Let Me

549 103 17
                                    

"Tidak usah terlalu banyak basa-basi. cepat katakan!"

Jinyoung menunjukkan smirknya. Ia sedang berusaha bernegosisasi dengan target nya ini. Sebenarnya ia paling malas untuk melakukan itu, tetapi karena 'sang majikan' menuntutnya untuk mendapatkan 'barang' yang dia inginkan sehingga membuat dirinya harus melalukan hal yang menguras waktu dan tenaga, menurutnya.

"Slow man, aku tidak sedang ingin berbasa-basi, hanya saja aku sedang bosan jadi tidak kah kau berkenan untuk menemaniku ?"

Jinyoung masih menatap targetnya ini sambil duduk santai di salah satu kursi yang berada di belakangnya, seolah ia sedang tidak melakukan tugasnya.

Dan sosok kurus berambut gondrong di depan Jinyoung ini hanya berdiam diri di tempat sambil menatap Jinyoung jengah.

"Okay, sepertinya kau sedang dalam keadaan bad mood, jadi .."

Jinyoung berdiri dari duduknya lalu berjalan perlahan mendekati pria berambut gondrong di depannya ini.

Satu langkah, dua langkah sampai Jinyoung hanya berjarak beberapa langkah dari sang target.

"Berikan barangnya." Lanjut Jinyoung.

Perubahan mimik wajahnya sangat ketara dari yang santai dan sekarang berubah dingin dan tatapannya pun tajam.

"Cepat, atau kau .."

"Atau apa ? aku akan mati di tanganmu, begitu ?"

Jinyoung hanya diam ketika targetnya kini tengah mengarahkan pistol ke arahnya. Tetapi beberapa menit kemudian todongan pistol itu berubah arah ke arah lain sesaat setelah ia mengucapkan sesuatu yang membuat targetnya secara tidak langsung menyerah.

"Bukan dengan tanganku, tetapi berada di tangan temanku." Jinyoung menunjukkan smirknya.

Sebuah laser berwarna merah muncul, tepat berada di dada sebelah kiri laki-laki berambut gondrong itu.

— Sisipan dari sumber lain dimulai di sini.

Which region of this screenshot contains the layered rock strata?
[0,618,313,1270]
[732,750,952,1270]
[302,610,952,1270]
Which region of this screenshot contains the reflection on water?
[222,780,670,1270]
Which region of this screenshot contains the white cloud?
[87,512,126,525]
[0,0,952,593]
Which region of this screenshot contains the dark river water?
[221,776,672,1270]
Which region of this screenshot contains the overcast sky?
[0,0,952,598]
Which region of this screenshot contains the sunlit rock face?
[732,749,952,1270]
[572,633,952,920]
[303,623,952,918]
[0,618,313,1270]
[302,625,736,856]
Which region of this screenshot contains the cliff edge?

Sebuah laser yang berasal dari pistol berkecepatan sangat tinggi dan tidak sembarang orang bisa memilikinya.

Laki-laki berambut gondrong itu langsung melemparkan koper yang terletak di bawah kakinya dan dengan sigap Jinyoung menangkapnya.

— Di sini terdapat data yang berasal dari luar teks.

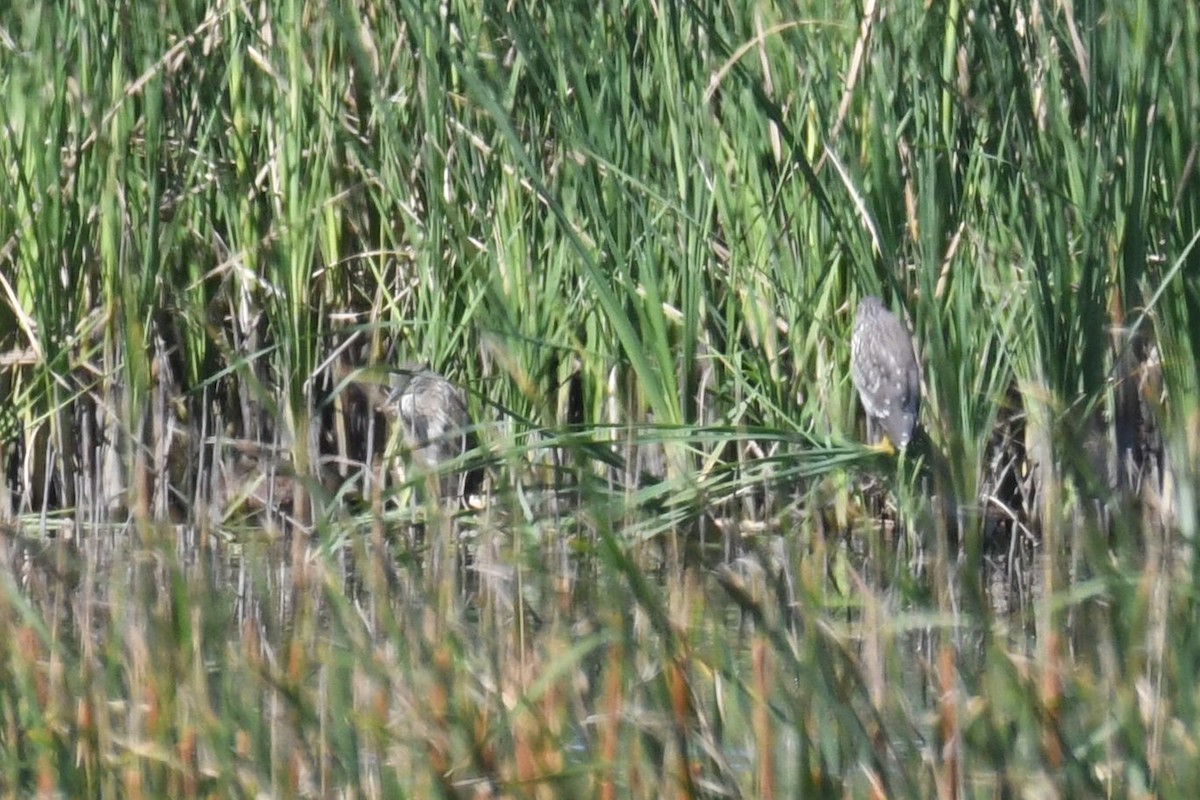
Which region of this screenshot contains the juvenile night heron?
[850,296,920,450]
[383,365,482,499]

"Bagus, pilihan yang pintar. Aku yakin kau tidak ingin mati sia-sia kan hanya karena sebuah koper ini."

Tidak ada jawaban dari laki-laki berambut grondong di depannya ini. Tanpa membuang waktu, Jinyoung langsung berbalik dan melangkahkan kakinya menuju mobil yang tak jauh dari tempat yang ia datangi barusan.

"Kerja bagus, sekarang antarkan aku ke bosmu."

"Baik."
.
.
.
Sebuah bangunan tinggi nan megah menyapa Jinyoung yang baru saja datang. Tetapi Jinyoung biasa saja saat kakinya melangkah membawa dirinya masuk ke dalam bangunan megah itu, seperti ia sudah biasa keluar-masuk rumah mewah. Dengan sebuah koper yang betada di tangan kirinya, Jinyoung mulai membuka salah satu pintu yang berada di tengah bangunan.

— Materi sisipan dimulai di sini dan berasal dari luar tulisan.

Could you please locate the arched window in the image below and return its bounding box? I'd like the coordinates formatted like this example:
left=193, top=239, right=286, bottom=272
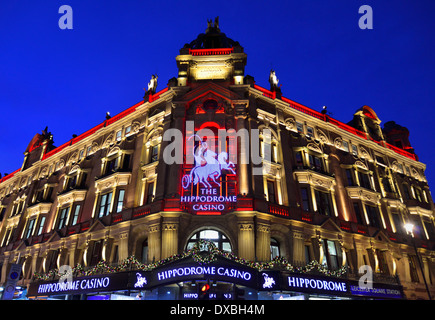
left=186, top=229, right=231, bottom=252
left=270, top=238, right=281, bottom=260
left=141, top=239, right=148, bottom=263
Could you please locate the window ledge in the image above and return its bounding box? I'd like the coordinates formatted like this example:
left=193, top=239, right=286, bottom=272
left=95, top=172, right=131, bottom=192
left=57, top=189, right=87, bottom=206
left=294, top=169, right=336, bottom=190
left=346, top=186, right=381, bottom=204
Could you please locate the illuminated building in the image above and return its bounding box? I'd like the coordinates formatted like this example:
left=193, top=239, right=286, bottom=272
left=0, top=22, right=435, bottom=299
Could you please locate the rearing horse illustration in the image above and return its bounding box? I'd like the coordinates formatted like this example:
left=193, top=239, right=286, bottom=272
left=181, top=134, right=235, bottom=189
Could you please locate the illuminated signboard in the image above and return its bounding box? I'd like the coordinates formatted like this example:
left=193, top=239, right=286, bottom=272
left=350, top=285, right=402, bottom=299
left=258, top=271, right=281, bottom=291
left=283, top=275, right=348, bottom=294
left=180, top=134, right=237, bottom=214
left=27, top=272, right=129, bottom=296
left=141, top=257, right=258, bottom=288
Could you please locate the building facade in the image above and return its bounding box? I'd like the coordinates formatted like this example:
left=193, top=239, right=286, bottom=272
left=0, top=21, right=435, bottom=299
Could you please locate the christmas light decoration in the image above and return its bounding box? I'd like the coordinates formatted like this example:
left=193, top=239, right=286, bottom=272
left=33, top=240, right=348, bottom=281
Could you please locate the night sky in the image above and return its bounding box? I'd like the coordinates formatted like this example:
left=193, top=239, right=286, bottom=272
left=0, top=0, right=435, bottom=187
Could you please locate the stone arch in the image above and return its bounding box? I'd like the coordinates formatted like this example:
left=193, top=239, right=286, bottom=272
left=179, top=223, right=237, bottom=253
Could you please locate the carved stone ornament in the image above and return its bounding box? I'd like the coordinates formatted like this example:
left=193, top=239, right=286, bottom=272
left=91, top=141, right=99, bottom=153
left=359, top=145, right=371, bottom=160
left=284, top=118, right=296, bottom=131
left=355, top=160, right=368, bottom=170
left=103, top=132, right=115, bottom=148
left=307, top=142, right=322, bottom=153
left=317, top=128, right=329, bottom=144
left=67, top=151, right=79, bottom=165
left=334, top=137, right=343, bottom=149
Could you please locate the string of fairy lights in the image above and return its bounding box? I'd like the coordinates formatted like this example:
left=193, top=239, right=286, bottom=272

"Ck, pintar juga si tua bangka itu." ucap Jinyoung sesaat setelah ia membuka sebuah pintu yang ternyata di dalamnya adalah sebuah Club.

Cahaya remang, musik yang memekakkan telinga, asap rokok yang menyapa penginderaannya dan ada sesuatu yang menarik perhatiannya.

Jinyoung berjalan perlahan untuk melihat lebih dekat 'sesuatu' itu.

Kedua matanya tak pernah lepas barang sedetik pun dari 'sesuatu' itu. Ada sebuah daya tarik yang membuat Jinyoung tertarik dan sebuah senyuman atau lebih tepatnga sebuah seringai terpatri di wajah tampannya.

"Tuan Bae."

Jinyoung menolehkan kepalanya dan menemukan seorang laki-laki tinggi berdasi berada di samping nya.